While such subsidies might be reasonable were they narrowly-targeted at indigent care and the needy, but a planned $146 million expansion currently under consideration for UNMH would not be targeted at indigent care, rather it is designed to attract middle and upper-income patients to a taxpayer subsidized facility. Worse, due to a lack of transparency at UNMH, no one knows where this money will come from.

As Scott Moody and Wendy Warcholik, Ph.D, the authors of the new Rio Grande Foundation report, “Lack of Transparency for New Mexico’s Not-For-Profit Hospitals Cost Taxpayers Dearly,” economic theory predicts this type of behavior by not-for-profit hospitals since the tax exemptions and subsidies encourage “vertical integration…” As a consequence, for-profit health care providers are “crowded-out” of the marketplace by not-for-profit health care providers.

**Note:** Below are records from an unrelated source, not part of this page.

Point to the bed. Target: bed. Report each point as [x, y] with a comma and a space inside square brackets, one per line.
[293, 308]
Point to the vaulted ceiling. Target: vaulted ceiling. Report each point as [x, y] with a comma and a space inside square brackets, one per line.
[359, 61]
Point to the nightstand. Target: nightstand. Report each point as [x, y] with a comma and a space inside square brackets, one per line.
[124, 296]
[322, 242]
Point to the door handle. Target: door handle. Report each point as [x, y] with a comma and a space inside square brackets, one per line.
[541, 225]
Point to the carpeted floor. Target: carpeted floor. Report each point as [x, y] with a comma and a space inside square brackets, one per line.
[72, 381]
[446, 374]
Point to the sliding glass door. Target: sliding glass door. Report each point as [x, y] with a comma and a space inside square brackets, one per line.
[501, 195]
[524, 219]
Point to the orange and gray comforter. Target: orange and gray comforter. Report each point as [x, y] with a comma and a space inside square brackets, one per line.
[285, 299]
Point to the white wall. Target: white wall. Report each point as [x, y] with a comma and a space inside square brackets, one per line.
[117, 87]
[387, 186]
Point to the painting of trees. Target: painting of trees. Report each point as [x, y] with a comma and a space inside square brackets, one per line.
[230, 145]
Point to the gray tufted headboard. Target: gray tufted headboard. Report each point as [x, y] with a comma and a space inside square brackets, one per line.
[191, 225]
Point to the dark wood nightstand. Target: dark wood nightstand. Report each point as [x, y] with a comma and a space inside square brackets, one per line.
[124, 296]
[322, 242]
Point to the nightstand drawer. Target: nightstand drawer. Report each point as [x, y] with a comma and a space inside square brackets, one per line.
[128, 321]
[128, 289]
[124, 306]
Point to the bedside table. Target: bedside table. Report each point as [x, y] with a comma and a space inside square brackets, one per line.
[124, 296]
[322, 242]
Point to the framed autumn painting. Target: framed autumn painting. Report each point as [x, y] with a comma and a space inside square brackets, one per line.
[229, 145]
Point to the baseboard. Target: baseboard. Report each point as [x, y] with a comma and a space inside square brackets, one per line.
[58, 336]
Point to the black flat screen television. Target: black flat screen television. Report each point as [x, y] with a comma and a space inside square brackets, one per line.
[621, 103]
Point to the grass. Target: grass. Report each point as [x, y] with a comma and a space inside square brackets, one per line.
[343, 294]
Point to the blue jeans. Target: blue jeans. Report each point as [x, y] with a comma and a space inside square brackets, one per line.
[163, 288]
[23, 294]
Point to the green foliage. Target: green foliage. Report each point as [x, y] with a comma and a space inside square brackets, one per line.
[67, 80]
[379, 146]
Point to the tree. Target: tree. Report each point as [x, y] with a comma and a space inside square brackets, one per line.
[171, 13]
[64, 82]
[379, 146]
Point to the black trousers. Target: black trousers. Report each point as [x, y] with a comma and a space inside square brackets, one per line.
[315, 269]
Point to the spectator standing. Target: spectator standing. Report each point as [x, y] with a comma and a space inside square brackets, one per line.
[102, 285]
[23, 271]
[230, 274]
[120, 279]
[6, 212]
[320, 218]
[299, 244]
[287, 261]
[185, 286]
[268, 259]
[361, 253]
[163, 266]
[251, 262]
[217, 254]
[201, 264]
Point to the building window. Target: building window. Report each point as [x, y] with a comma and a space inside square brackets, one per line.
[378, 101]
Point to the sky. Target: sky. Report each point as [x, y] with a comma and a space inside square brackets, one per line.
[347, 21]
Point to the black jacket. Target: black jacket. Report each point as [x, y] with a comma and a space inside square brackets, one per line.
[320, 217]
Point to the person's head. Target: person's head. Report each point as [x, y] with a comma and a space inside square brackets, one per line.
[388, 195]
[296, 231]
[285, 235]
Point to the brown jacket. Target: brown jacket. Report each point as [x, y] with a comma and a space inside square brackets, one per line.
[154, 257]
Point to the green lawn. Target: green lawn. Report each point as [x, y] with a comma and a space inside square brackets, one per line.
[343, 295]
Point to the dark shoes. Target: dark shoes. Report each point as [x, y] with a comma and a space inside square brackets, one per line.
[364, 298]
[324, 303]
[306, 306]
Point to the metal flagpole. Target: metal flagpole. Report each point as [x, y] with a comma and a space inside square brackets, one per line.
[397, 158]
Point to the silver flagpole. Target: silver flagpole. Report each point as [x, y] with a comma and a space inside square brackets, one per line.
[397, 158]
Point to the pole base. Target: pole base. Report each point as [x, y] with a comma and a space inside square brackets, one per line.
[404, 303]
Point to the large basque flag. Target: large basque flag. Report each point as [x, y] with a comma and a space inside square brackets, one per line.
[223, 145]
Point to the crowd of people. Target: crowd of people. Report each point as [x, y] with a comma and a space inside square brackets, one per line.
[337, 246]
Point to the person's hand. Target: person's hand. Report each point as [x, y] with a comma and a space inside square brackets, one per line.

Moody and Warcholik argue that policymakers need to be vigilant about the potential for not-for-profit hospitals to creep into for-profit medical services through the aggressive use of their tax-exempt status and note that over time, this tax advantage will result in an over-population of not-for-profits which is bad for the economy and state and local coffers.

In the short-term, policymakers should put a stop to this and other questionable expansions of New Mexico’s fast-growing, taxpayer-subsidized hospital network. In the longer run, New Mexico policymakers should consider ways to prevent such hospitals from growing beyond their original intent.

One possible solution put forth by Moody and Warcholik is a piece of legislation considered by the New Hampshire legislature during 2012. The bill, (HB 1482), would have limited tax exempt activities to a hospital’s main campus. This would at least give local governments the final say on expansions of such tax-exempt facilities in their communities.

In the longer-term, Moody and Warcholik argue that New Mexico policymakers might want to consider tying indigent health care expenditures to the individual patient as opposed to funding institutions themselves.